The macro first extracts the slots and compares with the first comparator. If the comparator returns +lt+ or +gt+ then the comparison is over, but if the comparator returns +eq+ then the next comparison is invoked and the sort continues in the same way. Notice that the slot-comparator word replaces +eq+ with f to avoid short-circuiting the iteration done by 2||. The final sort-by-slots word is a trivial call to sort with the new comparator word we just defined.

Algorithmic complexity and ideas for improvement

The sorting bound is still O(n log n) for time, but of course the more comparators that you need to break ties, the longer the algorithm will take to run.
If your data has to be sorted anyway, it's possible to sort and then split the data into related slices using a sequence of accessors like the above.
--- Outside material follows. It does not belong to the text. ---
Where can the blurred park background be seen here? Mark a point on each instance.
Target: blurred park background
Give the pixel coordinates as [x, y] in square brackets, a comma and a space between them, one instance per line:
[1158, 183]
You could then compute the playing time of every album, or find your most-played song from every artist. Splitting with the same accessors takes O(n) time, but the odds are that you probably won't have already sorted the data. So for unsorted data, there is a more efficient way to extract features -- you can instead partition it in O(n) time and find features on each partition, avoiding sorting altogether. This will be the subject of a future blog post.